Usually, since crystal grains grow during annealing, it is common to adjust the annealing conditions in order to obtain a coarse crystal grain structure (a structure with large crystal grains). However, the present inventors have found that a coarse crystal grain uniform structure (a crystal grain is large and uniform structure) can be realized by examining the processing rate in the wire drawing process, and have completed the present invention. Furthermore, as a result of further studies on the wire drawing, intermediate annealing, and solution treatment processes, the present inventors have maintained a low Young's modulus by adjusting these processes and controlling the crystal orientation.

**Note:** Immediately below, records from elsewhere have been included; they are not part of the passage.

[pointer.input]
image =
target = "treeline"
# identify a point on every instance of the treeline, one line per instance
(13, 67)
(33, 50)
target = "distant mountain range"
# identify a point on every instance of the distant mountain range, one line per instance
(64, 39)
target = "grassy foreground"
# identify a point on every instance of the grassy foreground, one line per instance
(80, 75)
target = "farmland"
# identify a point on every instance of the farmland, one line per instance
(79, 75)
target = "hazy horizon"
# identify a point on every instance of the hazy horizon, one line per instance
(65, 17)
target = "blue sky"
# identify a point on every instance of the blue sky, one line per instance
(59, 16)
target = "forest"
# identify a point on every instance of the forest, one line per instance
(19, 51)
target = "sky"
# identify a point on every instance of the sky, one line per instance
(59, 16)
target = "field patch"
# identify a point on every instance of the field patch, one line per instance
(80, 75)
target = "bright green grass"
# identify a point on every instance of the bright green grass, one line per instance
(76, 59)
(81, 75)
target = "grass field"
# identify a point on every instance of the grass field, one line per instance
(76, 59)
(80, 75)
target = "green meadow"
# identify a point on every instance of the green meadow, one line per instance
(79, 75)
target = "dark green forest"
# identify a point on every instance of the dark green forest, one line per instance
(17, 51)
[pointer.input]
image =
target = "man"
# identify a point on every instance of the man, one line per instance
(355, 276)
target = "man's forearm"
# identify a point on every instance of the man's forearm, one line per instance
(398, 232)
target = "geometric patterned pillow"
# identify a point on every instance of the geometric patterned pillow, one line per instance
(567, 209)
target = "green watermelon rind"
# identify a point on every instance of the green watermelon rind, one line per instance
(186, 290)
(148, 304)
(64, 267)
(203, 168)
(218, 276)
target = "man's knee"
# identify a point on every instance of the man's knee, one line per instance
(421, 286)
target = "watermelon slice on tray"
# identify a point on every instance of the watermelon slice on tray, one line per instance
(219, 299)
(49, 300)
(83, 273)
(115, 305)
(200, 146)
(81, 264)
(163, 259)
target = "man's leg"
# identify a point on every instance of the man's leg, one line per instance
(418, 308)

The present inventors have found that further increase in strength can be achieved.

  Such an aluminum alloy wire according to an embodiment of the present invention includes: [1] melting, [2] casting, [3] hot working (groove roll machining, etc.), [4] wire drawing, [5] final intermediate It can be manufactured by a manufacturing method including sequentially performing steps of heat treatment, [6] final wire drawing, [7] solution heat treatment, and [8] aging heat treatment. In addition, in order to determine the wire drawing rate before and after the final intermediate heat treatment, an intermediate heat treatment may be added in [4] wire drawing. Further, before or after solution heat treatment or after aging heat treatment, a step of forming a stranded wire (twisted wire processing) or a step of coating a wire with a resin may be provided. Hereinafter, the steps [1] to [8] will be described.

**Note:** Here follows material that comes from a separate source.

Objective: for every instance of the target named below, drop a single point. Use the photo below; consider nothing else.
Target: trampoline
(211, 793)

  First, FIG. 1 shows an example of an aluminum alloy wire manufacturing process flowchart. The steps indicated by broken lines in FIG. 1 are arbitrary steps, and are not limited to the description in FIG. 1, and the necessity, order, number of times, and the like can be changed as appropriate without departing from the effects of the invention.

[1] Melting In the melting step, a material in which the amount of each component is adjusted so as to have the above-described aluminum alloy composition is prepared and melted.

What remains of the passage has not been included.